En este despojamiento de las cosas se ve mucho más claro. Sólo el hombre parece
ser ajeno, como un usurpador sobrevenido que no hubiera encontrado su puesto verdadero,
y él mismo se excluyese.
¿Qué éramos sino eso nosotros, cazadores, infringiendo las normas no escritas de la
vida? De ahí que, cuando ya regresábamos, al volverme hacia los campos imperturbables,
me despedí de ellos con unas palabras de Ibn Hafaya, el poeta de Alcira. Me vinieron, sin
pensar, a la boca:
“¡Adiós! Todos estamos condenados: vosotros a permancer, y yo a partir.”
No obstante, acaso el que esté en lo cierto sea Farax. Desde los días de la guerra no
lo había visto tan audaz e incansable. Y ésa es su esencia; yo lo había perdido, yo había
perdido al Farax verdadero.
Pero en la guerra buscaba, a sabiendas o no, la muerte; aquí se desprende de él un
exceso de vida: un exceso que provoca muertes también, como en la guerra.
La montiña, bajo la neblina, apenas late; adormilada aún yace la mañana; es opaca la
luz, denso y mate el cielo; entre las matas bajas sólo vive el olor, y arriba, una oropéndola.
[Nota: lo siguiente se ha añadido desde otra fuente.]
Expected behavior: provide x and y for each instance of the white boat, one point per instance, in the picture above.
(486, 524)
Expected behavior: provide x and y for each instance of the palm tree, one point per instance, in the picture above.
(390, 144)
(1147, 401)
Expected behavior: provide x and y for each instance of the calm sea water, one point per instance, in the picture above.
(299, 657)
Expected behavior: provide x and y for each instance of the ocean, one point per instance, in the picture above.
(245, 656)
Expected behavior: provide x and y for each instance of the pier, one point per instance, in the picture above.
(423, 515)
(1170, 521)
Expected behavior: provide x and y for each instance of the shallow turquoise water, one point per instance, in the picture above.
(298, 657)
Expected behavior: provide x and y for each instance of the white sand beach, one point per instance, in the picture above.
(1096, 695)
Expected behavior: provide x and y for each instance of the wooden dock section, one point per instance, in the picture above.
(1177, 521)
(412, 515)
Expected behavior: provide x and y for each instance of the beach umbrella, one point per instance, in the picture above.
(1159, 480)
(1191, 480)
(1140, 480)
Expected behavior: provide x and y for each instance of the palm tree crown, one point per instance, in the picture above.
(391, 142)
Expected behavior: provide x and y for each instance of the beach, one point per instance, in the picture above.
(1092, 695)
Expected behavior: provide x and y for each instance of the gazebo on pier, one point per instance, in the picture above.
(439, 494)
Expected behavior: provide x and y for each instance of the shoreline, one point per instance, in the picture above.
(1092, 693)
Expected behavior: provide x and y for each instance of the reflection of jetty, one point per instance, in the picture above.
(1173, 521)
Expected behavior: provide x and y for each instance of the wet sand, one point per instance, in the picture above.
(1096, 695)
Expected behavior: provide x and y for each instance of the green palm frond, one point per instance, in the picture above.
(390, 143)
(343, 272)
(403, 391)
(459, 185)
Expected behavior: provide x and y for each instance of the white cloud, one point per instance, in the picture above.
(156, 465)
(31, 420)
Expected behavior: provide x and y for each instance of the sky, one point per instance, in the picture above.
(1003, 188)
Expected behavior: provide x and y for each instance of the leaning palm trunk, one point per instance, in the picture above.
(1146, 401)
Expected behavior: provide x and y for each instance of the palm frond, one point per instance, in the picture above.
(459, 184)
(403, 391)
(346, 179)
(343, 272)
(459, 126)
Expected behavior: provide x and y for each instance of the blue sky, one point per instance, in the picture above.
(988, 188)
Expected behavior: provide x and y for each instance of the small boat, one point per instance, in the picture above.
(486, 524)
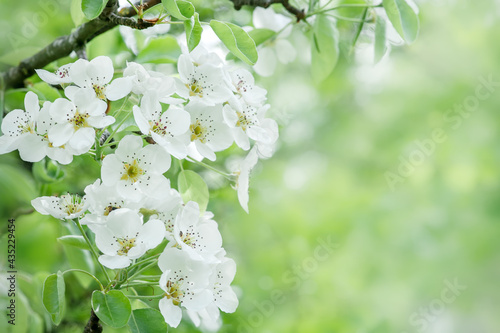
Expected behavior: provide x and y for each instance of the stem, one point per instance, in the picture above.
(353, 5)
(142, 270)
(145, 296)
(228, 176)
(92, 250)
(85, 272)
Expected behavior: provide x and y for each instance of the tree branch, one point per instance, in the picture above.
(93, 325)
(298, 13)
(63, 46)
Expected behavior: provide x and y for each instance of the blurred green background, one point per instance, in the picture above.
(394, 250)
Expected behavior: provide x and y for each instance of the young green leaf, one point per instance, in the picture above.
(325, 51)
(403, 18)
(236, 40)
(112, 308)
(380, 39)
(93, 8)
(193, 31)
(147, 320)
(73, 240)
(181, 10)
(193, 188)
(259, 36)
(53, 296)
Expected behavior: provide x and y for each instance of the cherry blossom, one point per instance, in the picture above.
(185, 284)
(124, 237)
(64, 207)
(136, 170)
(208, 133)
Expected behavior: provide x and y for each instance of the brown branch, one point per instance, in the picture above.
(300, 14)
(63, 46)
(93, 325)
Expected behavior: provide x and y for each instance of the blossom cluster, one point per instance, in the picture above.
(132, 208)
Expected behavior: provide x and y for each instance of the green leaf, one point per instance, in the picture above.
(73, 240)
(53, 296)
(325, 52)
(147, 320)
(160, 50)
(193, 31)
(193, 188)
(93, 8)
(403, 18)
(47, 171)
(181, 10)
(45, 91)
(236, 40)
(76, 12)
(259, 36)
(380, 39)
(113, 308)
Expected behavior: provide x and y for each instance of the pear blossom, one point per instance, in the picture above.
(136, 170)
(124, 237)
(154, 86)
(166, 128)
(103, 200)
(244, 86)
(224, 297)
(278, 49)
(248, 122)
(185, 284)
(64, 207)
(62, 154)
(203, 82)
(198, 235)
(59, 77)
(208, 133)
(19, 129)
(165, 209)
(95, 75)
(243, 177)
(76, 119)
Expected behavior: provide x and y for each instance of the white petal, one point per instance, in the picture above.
(119, 88)
(60, 134)
(114, 262)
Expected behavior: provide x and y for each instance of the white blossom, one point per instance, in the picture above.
(96, 75)
(278, 49)
(59, 77)
(64, 207)
(19, 129)
(166, 128)
(136, 170)
(208, 133)
(76, 119)
(203, 82)
(248, 122)
(185, 284)
(124, 237)
(198, 235)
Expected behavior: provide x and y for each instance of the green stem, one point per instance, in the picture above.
(142, 269)
(228, 176)
(85, 272)
(354, 5)
(92, 250)
(360, 27)
(145, 296)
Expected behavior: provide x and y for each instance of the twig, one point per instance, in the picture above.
(63, 46)
(300, 14)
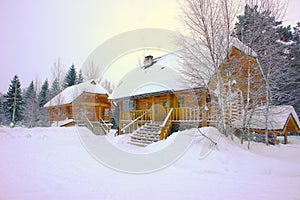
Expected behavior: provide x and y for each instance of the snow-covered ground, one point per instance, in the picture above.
(52, 163)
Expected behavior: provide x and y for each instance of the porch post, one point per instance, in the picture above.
(120, 116)
(285, 137)
(203, 104)
(153, 109)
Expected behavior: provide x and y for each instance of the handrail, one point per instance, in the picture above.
(133, 121)
(89, 124)
(103, 123)
(167, 118)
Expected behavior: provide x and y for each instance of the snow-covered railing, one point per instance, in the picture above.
(133, 122)
(88, 124)
(133, 114)
(187, 114)
(165, 127)
(105, 126)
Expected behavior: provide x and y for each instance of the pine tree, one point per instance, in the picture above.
(43, 96)
(294, 76)
(55, 88)
(2, 116)
(270, 40)
(79, 78)
(70, 78)
(30, 107)
(13, 103)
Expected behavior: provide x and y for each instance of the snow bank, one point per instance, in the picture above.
(51, 163)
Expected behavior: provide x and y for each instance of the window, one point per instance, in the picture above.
(180, 101)
(165, 104)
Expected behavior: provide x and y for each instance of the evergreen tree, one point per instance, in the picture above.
(292, 88)
(270, 40)
(2, 116)
(43, 96)
(55, 88)
(30, 107)
(79, 78)
(70, 78)
(13, 103)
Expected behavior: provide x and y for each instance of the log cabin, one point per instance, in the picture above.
(78, 103)
(281, 121)
(154, 97)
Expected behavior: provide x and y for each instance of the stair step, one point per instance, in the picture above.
(147, 132)
(138, 144)
(145, 138)
(141, 141)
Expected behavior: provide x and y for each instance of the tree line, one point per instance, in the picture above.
(210, 26)
(25, 107)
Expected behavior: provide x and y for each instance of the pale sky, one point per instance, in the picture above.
(34, 33)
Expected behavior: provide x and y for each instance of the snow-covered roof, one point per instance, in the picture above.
(277, 118)
(235, 42)
(162, 75)
(165, 73)
(69, 94)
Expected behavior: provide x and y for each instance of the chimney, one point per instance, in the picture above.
(148, 61)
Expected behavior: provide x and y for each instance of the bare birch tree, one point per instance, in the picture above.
(258, 30)
(208, 25)
(58, 76)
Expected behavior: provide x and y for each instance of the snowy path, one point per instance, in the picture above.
(51, 163)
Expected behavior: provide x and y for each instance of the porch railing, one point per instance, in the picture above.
(134, 124)
(165, 127)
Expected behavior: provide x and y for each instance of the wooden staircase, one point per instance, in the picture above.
(146, 135)
(96, 127)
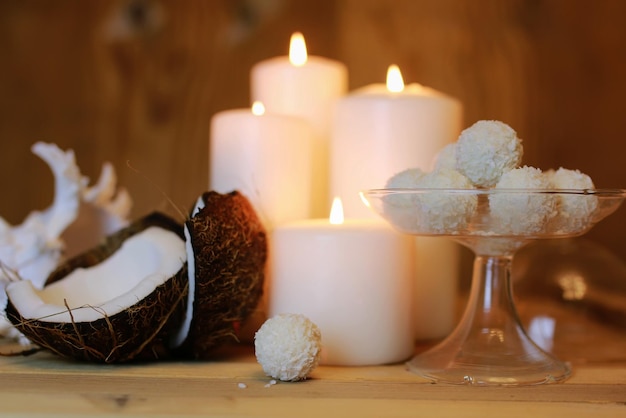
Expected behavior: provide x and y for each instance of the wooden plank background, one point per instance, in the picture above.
(138, 81)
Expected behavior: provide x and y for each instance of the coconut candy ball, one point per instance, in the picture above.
(445, 213)
(288, 347)
(430, 212)
(575, 211)
(522, 213)
(486, 150)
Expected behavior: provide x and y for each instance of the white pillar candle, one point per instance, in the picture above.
(379, 131)
(307, 87)
(353, 279)
(267, 158)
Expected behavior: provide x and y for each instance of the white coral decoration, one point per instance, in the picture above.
(288, 347)
(576, 210)
(33, 249)
(486, 150)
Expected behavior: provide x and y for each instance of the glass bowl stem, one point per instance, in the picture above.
(489, 345)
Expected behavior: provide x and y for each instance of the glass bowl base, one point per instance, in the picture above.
(460, 371)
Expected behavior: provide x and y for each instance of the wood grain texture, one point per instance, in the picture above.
(137, 82)
(43, 385)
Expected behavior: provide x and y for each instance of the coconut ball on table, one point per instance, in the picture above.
(486, 150)
(575, 210)
(288, 347)
(518, 212)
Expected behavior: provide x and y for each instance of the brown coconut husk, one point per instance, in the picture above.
(140, 332)
(230, 252)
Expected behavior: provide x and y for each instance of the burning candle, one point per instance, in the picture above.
(267, 158)
(307, 87)
(382, 129)
(353, 279)
(378, 131)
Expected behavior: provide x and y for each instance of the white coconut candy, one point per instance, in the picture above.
(486, 150)
(575, 211)
(522, 213)
(446, 158)
(288, 347)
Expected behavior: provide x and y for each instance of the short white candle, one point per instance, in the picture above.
(307, 87)
(353, 279)
(378, 131)
(267, 157)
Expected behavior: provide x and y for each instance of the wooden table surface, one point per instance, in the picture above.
(234, 385)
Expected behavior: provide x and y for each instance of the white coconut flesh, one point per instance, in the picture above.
(142, 263)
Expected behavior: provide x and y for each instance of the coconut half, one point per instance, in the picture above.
(227, 254)
(118, 302)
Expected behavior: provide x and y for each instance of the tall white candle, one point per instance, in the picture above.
(266, 157)
(378, 131)
(307, 87)
(353, 279)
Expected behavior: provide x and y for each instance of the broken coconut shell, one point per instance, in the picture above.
(229, 246)
(141, 331)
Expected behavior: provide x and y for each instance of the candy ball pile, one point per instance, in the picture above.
(488, 155)
(288, 347)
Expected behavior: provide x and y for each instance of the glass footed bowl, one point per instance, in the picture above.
(489, 345)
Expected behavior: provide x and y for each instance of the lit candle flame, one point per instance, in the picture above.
(336, 212)
(257, 108)
(395, 83)
(297, 50)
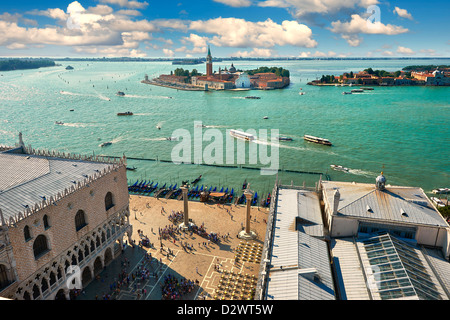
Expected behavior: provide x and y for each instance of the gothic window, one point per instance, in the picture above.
(46, 223)
(44, 284)
(4, 281)
(80, 220)
(109, 201)
(52, 278)
(40, 246)
(27, 233)
(36, 292)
Pero cuando levanten las nubes desgarradas y la partida empiece, todo hervirá de vida. Los
galgos, azuzados, quiebran el cuello a los conejos, transformándolos en un andrajo sucio
que ellos traen orgullosos.
Las rapaces despedazan en pleno vuelo a otras aves más débiles; sus plumas quedan
flotando por el aire, mientras las cetreras regresan erizadas al guante. Implacable, la rehala
suelta saca al venado de su encame, lo expulsa de sus tupidos rincones, lo acosa, lo aturde,
lo dirige hacia los cazadores escondidos, y el ciervo, traspasado por la flecha, voltea sus
ojos para no ver la mano de la muerte.
Entre el vocerío de los monteros y el diálogo de las trompetas, Farax saltaba, con las
mejillas rojas, la ropa ensangrentada, alzados los trofeos, como un victorioso y antiguo dios
pagano. Yo he cazado muy poco; he preferido observar fascinado cómo unos animales,
amaestrados por el hombre, cumplen su oficio de arma mortal contra otros animales. He
preferido observar cómo el hombre —Farax, Bejir y los demás amigoses inconsciente y
cruel: impone una sangrienta realeza sobre los más débiles, y se rebela a que los más
fuertes la impongan sobre él. Ante una tempestad de truenos y rayos que desplegó su
sombría majestad sobre nosotros, los reyezuelos depredadores nos cobijamos bajo las
tiendas con rostro compungido. Yo sonreía mirando a los demás sin que ellos interpretaran
el porqué.
Una noche vi danzar las risueñas llamas de la fogata en los negrísimos ojos de Farax.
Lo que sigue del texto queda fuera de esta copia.